Though California was one of the first states in the nation to pass clean air legislation, air quality continues to be a major health and environmental concern in the state.
Air pollution causes approximately 2 million premature deaths worldwide every year, according to the World Health Organization. The Los Angeles Times reports that the health impacts from air pollution exposure—including premature deaths and illnesses—costs the state of California $28 billion annually.
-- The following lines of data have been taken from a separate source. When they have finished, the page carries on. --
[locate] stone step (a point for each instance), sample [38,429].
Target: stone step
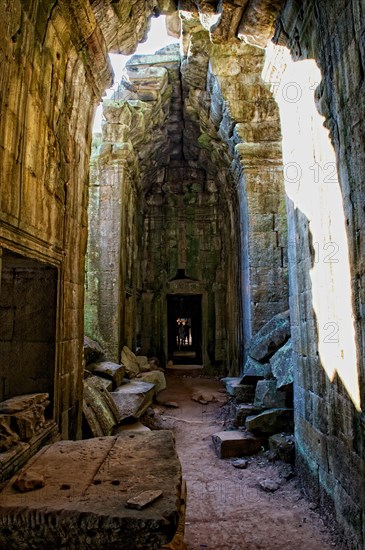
[235,443]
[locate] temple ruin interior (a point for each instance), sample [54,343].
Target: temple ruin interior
[206,242]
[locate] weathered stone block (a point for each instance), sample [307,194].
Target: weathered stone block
[282,365]
[92,351]
[110,370]
[235,443]
[129,361]
[86,488]
[271,421]
[270,337]
[243,410]
[267,396]
[133,399]
[283,446]
[155,377]
[254,371]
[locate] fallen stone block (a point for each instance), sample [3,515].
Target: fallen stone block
[92,351]
[133,399]
[143,499]
[267,396]
[243,410]
[86,487]
[283,447]
[282,365]
[99,409]
[271,421]
[129,360]
[110,370]
[254,371]
[230,383]
[8,438]
[155,377]
[134,427]
[244,393]
[236,444]
[270,337]
[269,485]
[22,402]
[143,363]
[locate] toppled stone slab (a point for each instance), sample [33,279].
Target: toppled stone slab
[267,396]
[269,485]
[21,417]
[155,377]
[86,487]
[129,360]
[99,409]
[110,370]
[282,365]
[243,410]
[134,427]
[282,447]
[133,399]
[240,463]
[254,371]
[271,421]
[243,393]
[143,499]
[270,337]
[236,443]
[143,363]
[230,383]
[8,438]
[92,351]
[22,402]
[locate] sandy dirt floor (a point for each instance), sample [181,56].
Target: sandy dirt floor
[227,509]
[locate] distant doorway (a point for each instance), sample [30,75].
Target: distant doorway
[184,328]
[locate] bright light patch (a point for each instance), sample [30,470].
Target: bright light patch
[311,182]
[157,39]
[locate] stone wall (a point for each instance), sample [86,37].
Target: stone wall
[320,93]
[53,68]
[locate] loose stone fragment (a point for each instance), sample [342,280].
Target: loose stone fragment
[29,481]
[269,485]
[143,499]
[241,463]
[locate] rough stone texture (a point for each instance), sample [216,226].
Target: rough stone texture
[267,395]
[242,411]
[86,487]
[282,365]
[99,409]
[155,377]
[270,421]
[283,447]
[92,351]
[328,377]
[235,443]
[133,399]
[109,370]
[254,371]
[193,168]
[130,363]
[271,337]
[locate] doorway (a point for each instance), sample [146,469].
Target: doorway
[184,328]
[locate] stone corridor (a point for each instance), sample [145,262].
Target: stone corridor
[225,192]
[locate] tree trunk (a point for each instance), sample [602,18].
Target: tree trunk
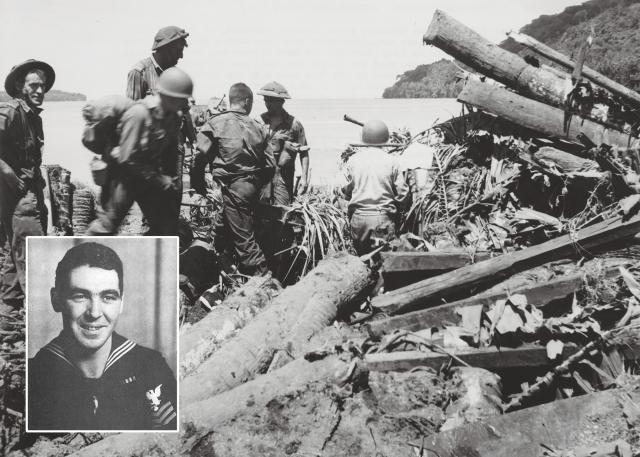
[539,117]
[335,282]
[489,59]
[199,341]
[464,281]
[599,79]
[201,418]
[564,424]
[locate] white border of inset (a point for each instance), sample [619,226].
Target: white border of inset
[177,315]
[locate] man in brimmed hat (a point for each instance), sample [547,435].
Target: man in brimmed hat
[166,50]
[22,208]
[287,139]
[375,187]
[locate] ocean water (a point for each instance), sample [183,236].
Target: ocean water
[327,132]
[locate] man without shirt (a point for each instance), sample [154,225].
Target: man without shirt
[89,377]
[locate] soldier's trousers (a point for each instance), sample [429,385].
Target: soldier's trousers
[27,218]
[365,227]
[159,209]
[240,198]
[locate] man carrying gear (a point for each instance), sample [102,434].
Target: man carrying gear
[287,139]
[142,80]
[237,147]
[375,187]
[143,167]
[22,209]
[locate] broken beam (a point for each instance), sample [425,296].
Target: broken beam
[547,120]
[396,262]
[470,48]
[557,57]
[538,295]
[456,283]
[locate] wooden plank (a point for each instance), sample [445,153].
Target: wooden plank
[462,282]
[403,261]
[562,424]
[540,117]
[490,358]
[538,294]
[491,60]
[601,80]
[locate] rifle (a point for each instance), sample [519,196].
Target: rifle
[352,120]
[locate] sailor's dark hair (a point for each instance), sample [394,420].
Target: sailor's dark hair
[87,254]
[238,92]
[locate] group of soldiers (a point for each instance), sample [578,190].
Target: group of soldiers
[251,159]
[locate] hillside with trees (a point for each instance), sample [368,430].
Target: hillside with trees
[435,80]
[615,24]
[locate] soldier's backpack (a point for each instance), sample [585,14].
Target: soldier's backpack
[100,134]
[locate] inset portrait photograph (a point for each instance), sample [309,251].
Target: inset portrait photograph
[102,318]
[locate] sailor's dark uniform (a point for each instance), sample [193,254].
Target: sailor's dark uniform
[137,391]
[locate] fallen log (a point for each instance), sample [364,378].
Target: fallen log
[490,358]
[563,424]
[491,60]
[539,117]
[334,283]
[199,341]
[547,52]
[199,420]
[464,281]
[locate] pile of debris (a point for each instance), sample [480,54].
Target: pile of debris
[510,319]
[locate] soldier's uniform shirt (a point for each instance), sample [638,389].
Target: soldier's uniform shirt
[147,150]
[123,398]
[282,181]
[142,79]
[21,213]
[237,145]
[237,148]
[376,189]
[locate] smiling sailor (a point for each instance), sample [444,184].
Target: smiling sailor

Air pollution can occur indoors or outdoors; the primary source is vehicle emissions. Particulate matter (PM), which comes from pollutants such as diesel exhaust and fireplace soot, is a mixture of particles suspended in the air; smaller particles are worse for health than larger ones, because they are inhaled deeply into the lungs. Ozone (O3) comes from the reaction between sunlight and both nitrogen oxides and volatile organic compounds. Nitrous oxides (NOx) and sulfur dioxide (SO2) come from burning fossil fuels. All of these pollutants cause a shockingly long list of harmful and fatal health problems, including asthma, heart disease, and lung cancer.
Children are affected by air pollution more than adults, because their bodies are still developing and they breathe faster. Childhood asthma has become an epidemic in California; the American Lung Association says it is the leading cause of hospitalizations among children and of school absenteeism due to a chronic condition in California. Asthma rates have increased 75% for all Californians since 1980.
Notably, greenhouse gas emissions are now considered air pollution (see "global warming").
Example of action to improve air quality: California’s Carl Moyer program offers incentives for the retrofitting or replacement of dirty engines (such as diesel trucks or stationary equipment) with new equipment. In 2004, AB 923 was passed into state law to permanently fund that program.
Example of action that fails to improve air quality: The state’s massive ports in Long Beach, Los Angeles, and Oakland are collectively a major source of pollution, especially particulate emissions from diesel fuel. Environmental hero State Senator Alan Lowenthal fought the tough fight by carrying legislation to clean up the ports every year since at least 2004. However, former Governor Schwarzenegger had a shameful port veto trifecta: he vetoed Senator Lowenthal’s important “polluter pays” port legislation in 2004, 2006, and 2008.